Oda elli santim boyunda, yirmi santim enindeydi.
Kullanışlı olmayan bir masa, birde tahta sandalye bulunuyordu bu dükkanın içerisinde.
Bu dükkan maliyeye kayıt için gösterilen formalite bir yerdi.
Mahmutlar Post Gazetesi’ni ortalama bir yıl evimizin salonunda bulunan bir bilgisayar, birde yazıcı sayesinde çıkarıyorduk.
Baskısını da Yeni Alanya Gazetesi’nin matbaasında bastırıyorduk.
Ücretsiz gazetemizin işyerlerine dağıtımını o zaman henüz 13 yaşında olan kızım Gizem ve yeğenim Bülent ile birlikte yaptık bir süre.

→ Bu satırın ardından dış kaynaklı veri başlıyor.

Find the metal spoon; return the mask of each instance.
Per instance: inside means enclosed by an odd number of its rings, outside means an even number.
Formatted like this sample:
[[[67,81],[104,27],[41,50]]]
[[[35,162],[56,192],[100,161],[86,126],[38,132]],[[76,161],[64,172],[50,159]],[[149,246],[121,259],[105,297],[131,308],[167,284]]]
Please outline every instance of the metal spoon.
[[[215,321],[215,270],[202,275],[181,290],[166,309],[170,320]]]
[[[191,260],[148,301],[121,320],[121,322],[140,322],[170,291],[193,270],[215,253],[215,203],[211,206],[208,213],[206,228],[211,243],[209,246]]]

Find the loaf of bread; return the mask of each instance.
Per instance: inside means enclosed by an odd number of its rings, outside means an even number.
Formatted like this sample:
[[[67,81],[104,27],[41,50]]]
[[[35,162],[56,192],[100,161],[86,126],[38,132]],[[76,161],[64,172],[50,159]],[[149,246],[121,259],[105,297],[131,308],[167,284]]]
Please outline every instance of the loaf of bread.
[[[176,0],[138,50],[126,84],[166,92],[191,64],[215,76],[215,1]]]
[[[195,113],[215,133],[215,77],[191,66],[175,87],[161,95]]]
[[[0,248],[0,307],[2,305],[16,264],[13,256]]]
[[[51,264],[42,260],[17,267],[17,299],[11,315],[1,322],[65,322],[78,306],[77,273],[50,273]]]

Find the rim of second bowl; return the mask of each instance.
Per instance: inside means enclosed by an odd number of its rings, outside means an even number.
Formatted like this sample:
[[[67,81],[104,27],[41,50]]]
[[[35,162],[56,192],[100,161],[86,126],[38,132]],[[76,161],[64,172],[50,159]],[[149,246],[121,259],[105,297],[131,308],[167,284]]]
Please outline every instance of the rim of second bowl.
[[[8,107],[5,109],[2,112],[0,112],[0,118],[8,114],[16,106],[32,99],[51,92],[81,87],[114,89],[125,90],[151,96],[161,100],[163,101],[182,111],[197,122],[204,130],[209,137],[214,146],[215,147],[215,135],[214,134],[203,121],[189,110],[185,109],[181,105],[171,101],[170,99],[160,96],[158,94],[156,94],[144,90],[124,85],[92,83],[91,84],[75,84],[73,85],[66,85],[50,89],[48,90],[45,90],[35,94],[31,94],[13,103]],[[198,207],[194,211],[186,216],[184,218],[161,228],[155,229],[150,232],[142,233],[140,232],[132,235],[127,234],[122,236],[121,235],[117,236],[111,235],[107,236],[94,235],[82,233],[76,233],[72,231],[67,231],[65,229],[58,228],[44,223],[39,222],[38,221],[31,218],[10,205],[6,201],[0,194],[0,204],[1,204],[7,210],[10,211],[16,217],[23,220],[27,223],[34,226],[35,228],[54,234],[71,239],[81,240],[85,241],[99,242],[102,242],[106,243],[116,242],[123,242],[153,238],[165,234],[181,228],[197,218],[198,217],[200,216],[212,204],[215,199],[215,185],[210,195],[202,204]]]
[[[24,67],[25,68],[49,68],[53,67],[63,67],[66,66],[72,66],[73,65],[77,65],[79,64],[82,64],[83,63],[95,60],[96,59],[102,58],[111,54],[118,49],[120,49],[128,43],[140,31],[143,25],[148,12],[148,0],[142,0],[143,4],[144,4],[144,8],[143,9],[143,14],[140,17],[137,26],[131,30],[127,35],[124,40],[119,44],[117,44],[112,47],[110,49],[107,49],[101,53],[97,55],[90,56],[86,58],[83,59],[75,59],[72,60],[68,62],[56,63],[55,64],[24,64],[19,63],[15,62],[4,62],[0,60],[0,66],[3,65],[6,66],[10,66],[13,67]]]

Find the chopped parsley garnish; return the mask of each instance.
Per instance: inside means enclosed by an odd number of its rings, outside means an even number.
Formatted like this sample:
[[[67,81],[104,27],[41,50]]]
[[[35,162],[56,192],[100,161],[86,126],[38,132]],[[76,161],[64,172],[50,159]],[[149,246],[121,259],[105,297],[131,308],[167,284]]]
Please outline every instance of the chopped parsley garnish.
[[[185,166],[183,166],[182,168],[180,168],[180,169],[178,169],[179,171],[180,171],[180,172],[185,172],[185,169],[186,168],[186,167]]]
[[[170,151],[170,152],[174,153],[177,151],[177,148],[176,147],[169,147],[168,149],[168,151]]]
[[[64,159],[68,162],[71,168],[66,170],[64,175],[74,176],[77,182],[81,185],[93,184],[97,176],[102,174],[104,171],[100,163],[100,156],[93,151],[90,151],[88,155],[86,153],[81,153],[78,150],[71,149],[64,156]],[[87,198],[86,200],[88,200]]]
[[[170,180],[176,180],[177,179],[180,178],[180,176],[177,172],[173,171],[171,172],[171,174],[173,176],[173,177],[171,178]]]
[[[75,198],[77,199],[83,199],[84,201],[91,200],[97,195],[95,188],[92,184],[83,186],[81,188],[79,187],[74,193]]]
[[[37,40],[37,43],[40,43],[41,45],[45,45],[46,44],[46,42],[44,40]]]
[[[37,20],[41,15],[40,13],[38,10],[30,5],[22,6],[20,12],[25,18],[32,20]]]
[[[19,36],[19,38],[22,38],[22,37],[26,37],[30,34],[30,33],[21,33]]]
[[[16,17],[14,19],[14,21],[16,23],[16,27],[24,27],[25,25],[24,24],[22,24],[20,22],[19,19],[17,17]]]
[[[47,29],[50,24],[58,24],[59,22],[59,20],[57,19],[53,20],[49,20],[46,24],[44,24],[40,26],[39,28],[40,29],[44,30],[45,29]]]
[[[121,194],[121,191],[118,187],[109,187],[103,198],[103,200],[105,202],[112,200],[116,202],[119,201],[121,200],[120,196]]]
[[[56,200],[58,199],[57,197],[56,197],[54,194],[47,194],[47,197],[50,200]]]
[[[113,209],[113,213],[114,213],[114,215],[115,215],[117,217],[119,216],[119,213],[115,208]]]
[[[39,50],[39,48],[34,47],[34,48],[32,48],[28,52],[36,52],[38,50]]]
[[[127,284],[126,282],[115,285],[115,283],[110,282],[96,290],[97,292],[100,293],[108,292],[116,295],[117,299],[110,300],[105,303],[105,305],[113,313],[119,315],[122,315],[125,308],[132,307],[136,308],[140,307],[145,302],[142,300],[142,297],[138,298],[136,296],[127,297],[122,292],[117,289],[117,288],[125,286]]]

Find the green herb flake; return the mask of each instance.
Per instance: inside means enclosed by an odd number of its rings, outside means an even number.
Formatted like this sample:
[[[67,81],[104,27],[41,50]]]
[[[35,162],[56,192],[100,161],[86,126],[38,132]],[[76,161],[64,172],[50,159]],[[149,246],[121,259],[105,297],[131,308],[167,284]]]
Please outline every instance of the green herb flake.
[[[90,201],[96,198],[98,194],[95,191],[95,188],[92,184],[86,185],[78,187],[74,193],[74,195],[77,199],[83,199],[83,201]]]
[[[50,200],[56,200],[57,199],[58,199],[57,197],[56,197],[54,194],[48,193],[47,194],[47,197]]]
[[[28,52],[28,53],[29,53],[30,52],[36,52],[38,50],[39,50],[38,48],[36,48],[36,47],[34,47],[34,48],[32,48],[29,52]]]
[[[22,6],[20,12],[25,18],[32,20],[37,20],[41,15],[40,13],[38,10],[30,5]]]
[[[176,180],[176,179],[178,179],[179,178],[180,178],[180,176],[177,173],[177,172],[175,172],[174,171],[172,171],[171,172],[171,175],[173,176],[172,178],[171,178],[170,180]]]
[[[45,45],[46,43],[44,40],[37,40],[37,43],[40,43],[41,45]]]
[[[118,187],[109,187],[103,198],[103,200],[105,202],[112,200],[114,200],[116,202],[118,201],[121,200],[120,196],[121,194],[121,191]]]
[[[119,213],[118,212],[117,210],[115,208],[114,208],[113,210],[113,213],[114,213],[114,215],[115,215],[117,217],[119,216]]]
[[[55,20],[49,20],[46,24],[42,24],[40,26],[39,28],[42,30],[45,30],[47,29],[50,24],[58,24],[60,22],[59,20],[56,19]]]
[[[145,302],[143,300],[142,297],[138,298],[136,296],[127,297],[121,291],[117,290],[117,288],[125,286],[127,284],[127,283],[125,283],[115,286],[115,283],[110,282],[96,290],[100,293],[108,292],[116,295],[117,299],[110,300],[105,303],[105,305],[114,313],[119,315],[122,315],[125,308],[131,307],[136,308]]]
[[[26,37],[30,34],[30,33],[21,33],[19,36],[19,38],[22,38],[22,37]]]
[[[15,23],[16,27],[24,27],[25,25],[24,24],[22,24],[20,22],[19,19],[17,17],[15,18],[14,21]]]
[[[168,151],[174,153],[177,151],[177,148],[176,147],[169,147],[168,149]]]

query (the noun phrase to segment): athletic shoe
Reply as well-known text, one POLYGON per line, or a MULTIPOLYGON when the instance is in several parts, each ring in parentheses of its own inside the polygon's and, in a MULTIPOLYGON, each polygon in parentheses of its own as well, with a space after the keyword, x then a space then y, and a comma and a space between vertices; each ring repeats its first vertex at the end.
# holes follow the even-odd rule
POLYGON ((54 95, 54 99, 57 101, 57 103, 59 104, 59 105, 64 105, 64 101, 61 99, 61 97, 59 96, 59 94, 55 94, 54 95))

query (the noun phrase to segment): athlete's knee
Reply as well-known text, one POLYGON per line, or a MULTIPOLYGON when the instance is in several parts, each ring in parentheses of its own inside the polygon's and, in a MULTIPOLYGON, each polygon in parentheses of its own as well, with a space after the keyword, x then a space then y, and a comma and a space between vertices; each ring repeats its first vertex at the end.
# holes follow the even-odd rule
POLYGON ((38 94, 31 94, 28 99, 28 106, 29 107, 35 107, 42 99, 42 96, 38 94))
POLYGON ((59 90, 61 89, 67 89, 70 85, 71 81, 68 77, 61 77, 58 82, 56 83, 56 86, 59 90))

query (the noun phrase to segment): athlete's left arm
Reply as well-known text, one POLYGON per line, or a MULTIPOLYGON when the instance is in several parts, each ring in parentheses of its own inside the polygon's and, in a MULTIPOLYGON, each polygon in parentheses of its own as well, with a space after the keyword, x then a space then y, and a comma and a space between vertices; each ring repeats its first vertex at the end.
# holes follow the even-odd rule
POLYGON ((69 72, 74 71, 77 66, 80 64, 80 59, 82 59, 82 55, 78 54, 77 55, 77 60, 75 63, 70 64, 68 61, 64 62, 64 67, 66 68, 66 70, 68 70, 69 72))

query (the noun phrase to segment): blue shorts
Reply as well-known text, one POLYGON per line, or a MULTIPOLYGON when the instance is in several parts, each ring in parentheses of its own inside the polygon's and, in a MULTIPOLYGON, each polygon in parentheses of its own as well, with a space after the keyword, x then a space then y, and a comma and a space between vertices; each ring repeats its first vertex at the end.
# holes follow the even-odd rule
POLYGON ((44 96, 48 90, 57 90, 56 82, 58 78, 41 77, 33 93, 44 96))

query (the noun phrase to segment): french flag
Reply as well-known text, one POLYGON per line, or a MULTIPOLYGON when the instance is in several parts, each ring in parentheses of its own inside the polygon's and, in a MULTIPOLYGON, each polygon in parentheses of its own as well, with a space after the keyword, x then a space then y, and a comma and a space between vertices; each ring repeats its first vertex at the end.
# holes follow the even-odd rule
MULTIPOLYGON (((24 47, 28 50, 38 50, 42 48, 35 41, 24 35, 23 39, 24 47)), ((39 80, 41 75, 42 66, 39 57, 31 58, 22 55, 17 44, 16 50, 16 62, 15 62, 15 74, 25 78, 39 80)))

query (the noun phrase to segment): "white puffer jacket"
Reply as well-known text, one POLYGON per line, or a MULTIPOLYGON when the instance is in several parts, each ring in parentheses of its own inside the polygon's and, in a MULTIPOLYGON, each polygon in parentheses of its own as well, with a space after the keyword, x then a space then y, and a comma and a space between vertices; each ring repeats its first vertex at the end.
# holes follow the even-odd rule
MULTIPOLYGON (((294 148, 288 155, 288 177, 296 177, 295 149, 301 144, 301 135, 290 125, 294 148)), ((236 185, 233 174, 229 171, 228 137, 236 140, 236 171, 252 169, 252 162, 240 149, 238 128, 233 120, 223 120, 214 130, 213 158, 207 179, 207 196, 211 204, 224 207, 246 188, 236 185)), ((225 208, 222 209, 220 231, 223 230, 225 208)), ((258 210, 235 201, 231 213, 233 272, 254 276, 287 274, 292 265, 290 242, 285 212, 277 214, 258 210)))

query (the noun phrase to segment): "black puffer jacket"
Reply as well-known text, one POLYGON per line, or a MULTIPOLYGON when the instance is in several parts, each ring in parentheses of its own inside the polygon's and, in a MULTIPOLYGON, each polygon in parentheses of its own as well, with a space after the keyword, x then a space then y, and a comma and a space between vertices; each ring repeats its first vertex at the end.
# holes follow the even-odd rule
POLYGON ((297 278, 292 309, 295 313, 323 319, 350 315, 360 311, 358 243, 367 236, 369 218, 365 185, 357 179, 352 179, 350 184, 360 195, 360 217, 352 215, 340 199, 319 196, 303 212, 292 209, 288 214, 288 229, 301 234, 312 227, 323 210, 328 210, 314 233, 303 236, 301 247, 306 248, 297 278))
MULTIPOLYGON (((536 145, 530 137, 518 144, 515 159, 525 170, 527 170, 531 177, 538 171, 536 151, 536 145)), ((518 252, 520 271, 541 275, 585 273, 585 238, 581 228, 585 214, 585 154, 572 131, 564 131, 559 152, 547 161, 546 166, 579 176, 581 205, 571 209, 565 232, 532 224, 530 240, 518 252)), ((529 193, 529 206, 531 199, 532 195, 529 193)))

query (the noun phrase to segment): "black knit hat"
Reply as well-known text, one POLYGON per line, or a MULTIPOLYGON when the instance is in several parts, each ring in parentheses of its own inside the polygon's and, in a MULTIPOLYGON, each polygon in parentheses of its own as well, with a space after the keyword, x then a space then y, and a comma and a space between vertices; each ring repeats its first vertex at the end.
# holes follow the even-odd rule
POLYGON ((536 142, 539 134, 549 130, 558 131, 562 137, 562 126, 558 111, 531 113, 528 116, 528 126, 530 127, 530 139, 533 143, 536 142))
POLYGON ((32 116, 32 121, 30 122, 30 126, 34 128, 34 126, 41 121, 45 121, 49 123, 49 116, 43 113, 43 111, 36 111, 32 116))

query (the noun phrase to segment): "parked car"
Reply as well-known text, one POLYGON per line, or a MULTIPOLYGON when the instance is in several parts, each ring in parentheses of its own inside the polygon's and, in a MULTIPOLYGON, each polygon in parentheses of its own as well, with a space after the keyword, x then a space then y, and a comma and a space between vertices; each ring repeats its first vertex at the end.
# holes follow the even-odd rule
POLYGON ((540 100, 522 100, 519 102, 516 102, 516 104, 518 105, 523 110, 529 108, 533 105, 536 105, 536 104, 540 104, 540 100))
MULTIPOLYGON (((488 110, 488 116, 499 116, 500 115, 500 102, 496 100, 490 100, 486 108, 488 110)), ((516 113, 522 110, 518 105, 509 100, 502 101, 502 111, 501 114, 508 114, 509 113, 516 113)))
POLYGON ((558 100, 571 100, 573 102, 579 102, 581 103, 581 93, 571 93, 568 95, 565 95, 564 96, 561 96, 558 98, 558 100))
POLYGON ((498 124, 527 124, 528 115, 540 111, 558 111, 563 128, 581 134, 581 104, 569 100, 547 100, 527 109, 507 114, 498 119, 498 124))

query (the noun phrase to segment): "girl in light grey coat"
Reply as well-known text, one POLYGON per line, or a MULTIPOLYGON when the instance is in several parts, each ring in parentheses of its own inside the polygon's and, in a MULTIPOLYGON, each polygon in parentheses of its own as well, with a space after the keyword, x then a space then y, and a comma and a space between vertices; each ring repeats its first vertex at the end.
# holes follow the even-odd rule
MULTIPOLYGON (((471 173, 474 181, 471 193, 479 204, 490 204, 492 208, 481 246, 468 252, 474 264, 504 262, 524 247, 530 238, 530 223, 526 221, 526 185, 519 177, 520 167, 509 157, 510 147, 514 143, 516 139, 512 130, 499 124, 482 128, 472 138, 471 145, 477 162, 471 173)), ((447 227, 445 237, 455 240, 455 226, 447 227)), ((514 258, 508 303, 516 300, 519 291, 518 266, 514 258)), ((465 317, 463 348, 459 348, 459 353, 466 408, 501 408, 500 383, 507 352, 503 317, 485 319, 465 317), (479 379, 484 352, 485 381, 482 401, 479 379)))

Daha sonra babamın emektar bisikletinin arkasına plastik bir meyve kasası bağlayarak bir eleman eşliğinde dağıtım işini sürdürdük.
Hiç unutamıyorum bir dağıtıcım, gazeteyi biraz dağıttıktan sonra çöp bidonuna boşaltıvermiş gerisini.
Bir okuyucum haber verdi, çöpten geri topladım gazeteleri esnaflara dağıttım. 2004 yılında çıkardığım ilk gazete AKP’li Belediye Başkanı Alaattin Çakır’ı eleştiren bir gazete olarak çıkmıştı.
“Esnafa Alkış” manşetli ilk gazete.
Belediye Caddesi parke taşı ile kaplanmıştı, bu hizmet Çakır’ın değil de, esnafın ve oradaki konutlar’dan alınan maddiyatla yapıldığı için ‘Esnaftan Alkış’ başlığı atmıştık.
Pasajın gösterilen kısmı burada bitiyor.